Der Verfassungsgerichtshof hat die Entscheidung über die einstweilige Anordnung wegen der Eilbedürftigkeit zunächst ohne Begründung bekanntgegeben. In der nunmehr gesondert übermittelten Begründung hat der Verfassungsgerichtshof im Wesentlichen ausgeführt:
Die Erfolgsaussicht des in der Hauptsache anhängigen Antrags im Organstreitverfahren ist offen. In der Hauptsache wird eingehend zu prüfen sein, welche verfassungsrechtlichen Anforderungen an die Gestaltung des Gesetzgebungsverfahrens sich aus den vom Antragsteller als verletzt gerügten Bestimmungen der Landesverfassung im Einzelnen ergeben. Ausgehend davon wird zu klären sein, ob die kurzfristige Abfolge von Einbringung des Änderungsantrags, zweiter und dritter Lesung innerhalb von weniger als drei Tagen den verfassungsrechtlichen Anforderungen genügt oder der Antragsgegner durch eine unsachgemäße Überbeschleunigung des Gesetzgebungsverfahrens die Rechte des Antragstellers verletzt. Die deshalb anzustellende Folgenabwägung geht zu Lasten des Antragstellers aus.

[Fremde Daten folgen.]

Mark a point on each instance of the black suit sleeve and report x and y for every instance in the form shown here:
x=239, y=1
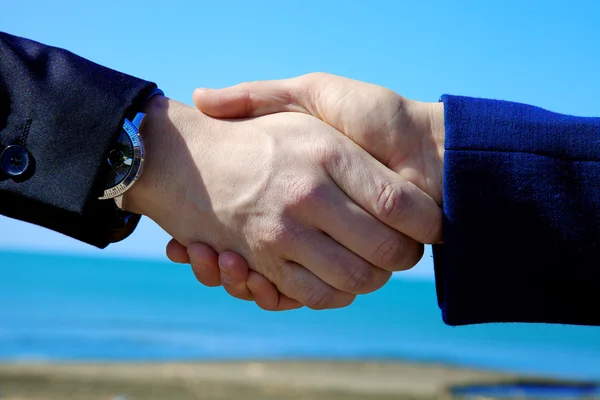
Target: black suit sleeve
x=66, y=112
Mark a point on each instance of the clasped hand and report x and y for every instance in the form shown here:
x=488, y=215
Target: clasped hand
x=313, y=190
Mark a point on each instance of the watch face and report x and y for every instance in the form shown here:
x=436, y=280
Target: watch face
x=124, y=160
x=120, y=160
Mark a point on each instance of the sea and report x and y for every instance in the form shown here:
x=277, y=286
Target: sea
x=58, y=308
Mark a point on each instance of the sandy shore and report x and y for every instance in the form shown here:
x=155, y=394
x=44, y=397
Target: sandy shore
x=234, y=380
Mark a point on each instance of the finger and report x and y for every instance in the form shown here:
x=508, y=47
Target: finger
x=300, y=284
x=334, y=264
x=366, y=236
x=204, y=264
x=177, y=252
x=234, y=274
x=252, y=99
x=384, y=194
x=267, y=296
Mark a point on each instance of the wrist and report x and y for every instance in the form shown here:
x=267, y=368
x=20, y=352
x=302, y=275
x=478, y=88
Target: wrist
x=154, y=126
x=170, y=133
x=435, y=112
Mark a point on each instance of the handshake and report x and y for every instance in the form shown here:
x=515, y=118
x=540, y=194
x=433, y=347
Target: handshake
x=299, y=192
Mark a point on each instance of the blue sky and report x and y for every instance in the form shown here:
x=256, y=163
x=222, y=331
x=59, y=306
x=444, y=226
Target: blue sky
x=545, y=53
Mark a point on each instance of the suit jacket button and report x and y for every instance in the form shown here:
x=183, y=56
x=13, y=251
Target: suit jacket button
x=14, y=160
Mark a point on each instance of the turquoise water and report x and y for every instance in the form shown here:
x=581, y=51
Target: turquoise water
x=57, y=307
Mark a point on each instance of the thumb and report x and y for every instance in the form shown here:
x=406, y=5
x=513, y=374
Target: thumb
x=252, y=99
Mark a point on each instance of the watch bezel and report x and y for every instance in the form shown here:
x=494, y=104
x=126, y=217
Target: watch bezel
x=132, y=130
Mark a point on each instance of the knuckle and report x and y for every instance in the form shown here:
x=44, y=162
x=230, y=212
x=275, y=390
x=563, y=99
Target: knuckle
x=320, y=298
x=314, y=76
x=390, y=253
x=308, y=195
x=359, y=281
x=392, y=203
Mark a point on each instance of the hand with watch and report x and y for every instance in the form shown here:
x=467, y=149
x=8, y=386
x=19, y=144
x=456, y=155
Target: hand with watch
x=284, y=191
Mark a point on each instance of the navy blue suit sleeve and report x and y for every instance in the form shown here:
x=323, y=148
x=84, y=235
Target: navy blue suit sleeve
x=66, y=112
x=522, y=215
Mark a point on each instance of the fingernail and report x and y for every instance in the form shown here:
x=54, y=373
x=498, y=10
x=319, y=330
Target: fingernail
x=201, y=91
x=225, y=275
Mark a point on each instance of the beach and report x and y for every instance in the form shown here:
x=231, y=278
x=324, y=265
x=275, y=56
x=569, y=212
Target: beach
x=247, y=380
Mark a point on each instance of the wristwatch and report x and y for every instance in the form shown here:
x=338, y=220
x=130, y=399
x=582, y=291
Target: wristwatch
x=126, y=158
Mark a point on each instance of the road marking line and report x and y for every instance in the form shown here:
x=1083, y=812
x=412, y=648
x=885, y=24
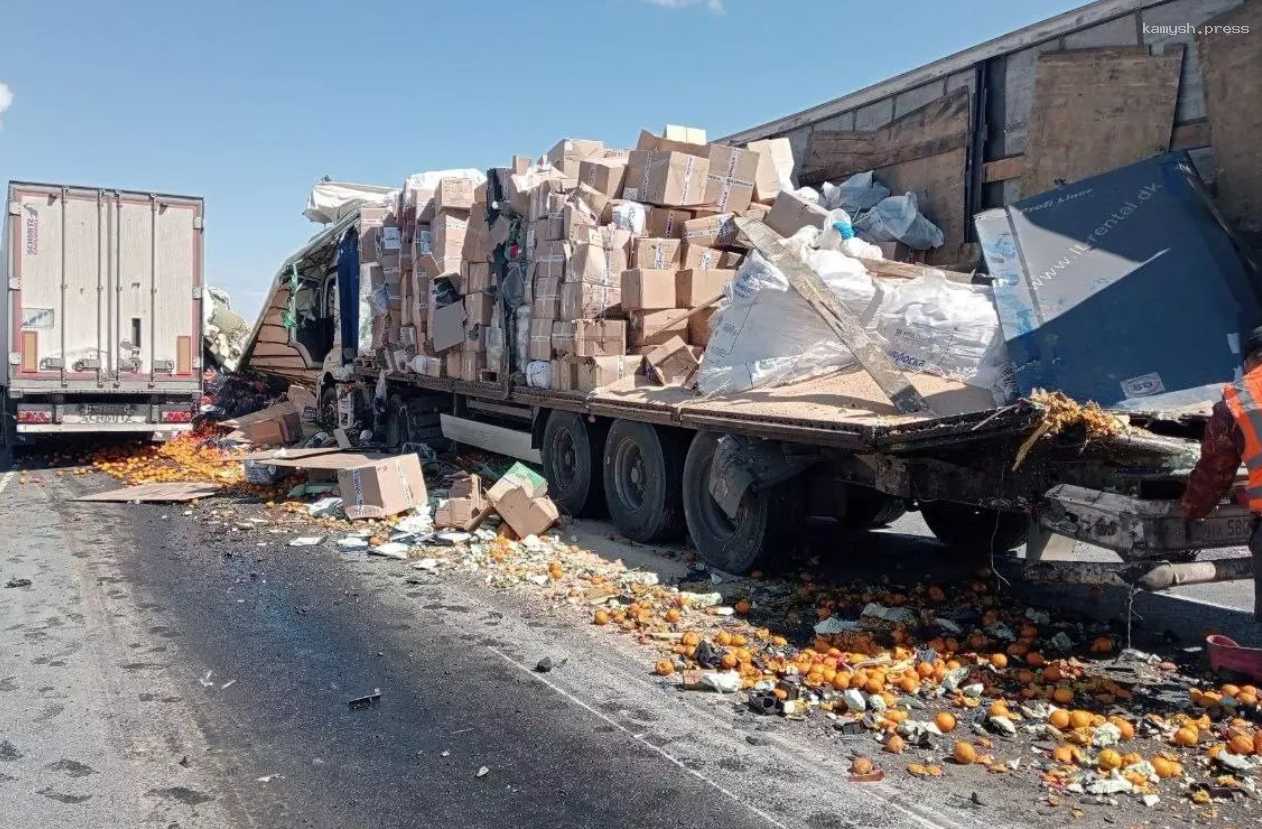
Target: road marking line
x=637, y=737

Erginge die einstweilige Anordnung, bliebe dem Antrag in der Hauptsache aber der Erfolg versagt, käme es zu einem erheblichen Eingriff in die Autonomie des Parlaments beziehungsweise der Parlamentsmehrheit und damit in die originäre Zuständigkeit eines anderen obersten Verfassungsorgans. Von einem solchen Eingriff ist im Verfahren des einstweiligen Rechtsschutzes grundsätzlich abzusehen.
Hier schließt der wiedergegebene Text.